Despite its relevancy to historical narratives, Plutarch’s Lives, with its glut of information, may not always be an easy read for modern audiences. While he attempts to write biographies of each personage, this writing is not biographical in the way we understand it in today’s world. This was written long before psychology was conceived of as a means of interpretation so what we get are examinations of character traits and behaviors, mostly looked at through a lens of moral judgment.

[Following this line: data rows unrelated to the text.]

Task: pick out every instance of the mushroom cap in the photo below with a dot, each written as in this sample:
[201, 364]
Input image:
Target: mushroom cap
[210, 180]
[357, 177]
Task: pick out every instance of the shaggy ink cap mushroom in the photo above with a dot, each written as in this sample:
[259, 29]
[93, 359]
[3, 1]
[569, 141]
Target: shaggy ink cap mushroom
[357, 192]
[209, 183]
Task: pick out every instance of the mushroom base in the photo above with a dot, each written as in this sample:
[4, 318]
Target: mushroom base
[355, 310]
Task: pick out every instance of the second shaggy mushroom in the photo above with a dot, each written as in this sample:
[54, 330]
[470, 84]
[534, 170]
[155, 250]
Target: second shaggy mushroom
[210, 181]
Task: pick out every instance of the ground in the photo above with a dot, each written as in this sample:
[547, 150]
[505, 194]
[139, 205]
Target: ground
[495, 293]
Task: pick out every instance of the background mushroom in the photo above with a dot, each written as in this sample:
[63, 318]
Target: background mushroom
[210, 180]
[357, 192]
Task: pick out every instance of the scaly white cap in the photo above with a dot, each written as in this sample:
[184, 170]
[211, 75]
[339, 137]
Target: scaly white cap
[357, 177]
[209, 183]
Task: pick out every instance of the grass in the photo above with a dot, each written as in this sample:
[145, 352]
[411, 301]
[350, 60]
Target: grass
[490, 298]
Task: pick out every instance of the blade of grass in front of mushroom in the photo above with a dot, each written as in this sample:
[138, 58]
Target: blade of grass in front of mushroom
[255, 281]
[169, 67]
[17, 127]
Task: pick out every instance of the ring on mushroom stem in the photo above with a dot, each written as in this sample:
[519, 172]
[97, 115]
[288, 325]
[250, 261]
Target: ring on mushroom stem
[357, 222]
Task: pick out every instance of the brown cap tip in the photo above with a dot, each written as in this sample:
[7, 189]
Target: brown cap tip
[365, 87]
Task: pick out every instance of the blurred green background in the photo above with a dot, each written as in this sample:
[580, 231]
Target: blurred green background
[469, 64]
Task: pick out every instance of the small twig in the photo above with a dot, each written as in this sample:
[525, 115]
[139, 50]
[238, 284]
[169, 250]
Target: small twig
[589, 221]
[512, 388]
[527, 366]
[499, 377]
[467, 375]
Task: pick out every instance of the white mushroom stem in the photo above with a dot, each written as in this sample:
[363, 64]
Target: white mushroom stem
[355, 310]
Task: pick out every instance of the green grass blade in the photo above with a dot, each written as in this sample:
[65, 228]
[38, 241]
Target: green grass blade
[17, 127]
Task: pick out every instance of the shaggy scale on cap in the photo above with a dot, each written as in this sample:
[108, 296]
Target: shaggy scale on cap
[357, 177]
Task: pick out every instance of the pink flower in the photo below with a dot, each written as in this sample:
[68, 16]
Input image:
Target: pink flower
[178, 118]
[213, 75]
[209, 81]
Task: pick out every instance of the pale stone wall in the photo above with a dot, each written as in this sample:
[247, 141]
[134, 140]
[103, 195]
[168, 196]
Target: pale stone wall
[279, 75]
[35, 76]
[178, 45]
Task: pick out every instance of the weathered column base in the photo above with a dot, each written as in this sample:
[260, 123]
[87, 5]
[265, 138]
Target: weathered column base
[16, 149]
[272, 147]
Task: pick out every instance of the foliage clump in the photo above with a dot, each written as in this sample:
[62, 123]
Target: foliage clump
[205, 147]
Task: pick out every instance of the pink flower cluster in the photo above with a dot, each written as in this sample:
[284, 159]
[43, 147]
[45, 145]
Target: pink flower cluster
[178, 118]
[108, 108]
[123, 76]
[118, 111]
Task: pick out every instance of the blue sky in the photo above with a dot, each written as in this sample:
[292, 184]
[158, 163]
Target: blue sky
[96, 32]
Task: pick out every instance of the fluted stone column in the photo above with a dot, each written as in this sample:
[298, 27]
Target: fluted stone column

While there are a few comments on subjective motivations here and there, hinting at what we would consider an inner life by today’s standards, the people of this book act as if they are pushed and pulled by instincts and impulses while the finer elements of their psychology are projected outwards into the machinations of the gods, some of which are revealed to them by auguries and divination. As we now know, such fortune telling is far from an exact science. It makes for interesting poetics though. The writing is often long-winded too but this could be a fault of the translator’s.
Plutarch’s Lives is a tough and masculine book, permeated with violence from beginning to end. Every pages details warfare on both land and sea, along with governmental overthrows, torture, punishment, assassinations, and suicides. Most of the descriptions are not quite as graphic as what Homer wrote in The Iliad, but Plutarch does have his vivid moments of sadistic fascination. You can easily get the impression that the ancient peoples of the Mediterranean did little more than fight and kill each other, but it would be unwise to overstate that idea since the Greeks and Romans contributed so much to the evolution modern culture, the humanities, engineering, and politics that we should not forget the enormous debt we owe to them for these advancements, made when people had so much less than what we have now. Overall, Plutarch is not for the general or casual reader, nor for the faint of heart, but his Lives are a real treasure for those with an honest curiosity about the ancient world.
Plutarch. Lives, translated by John Dryden. The Modern Library, New York.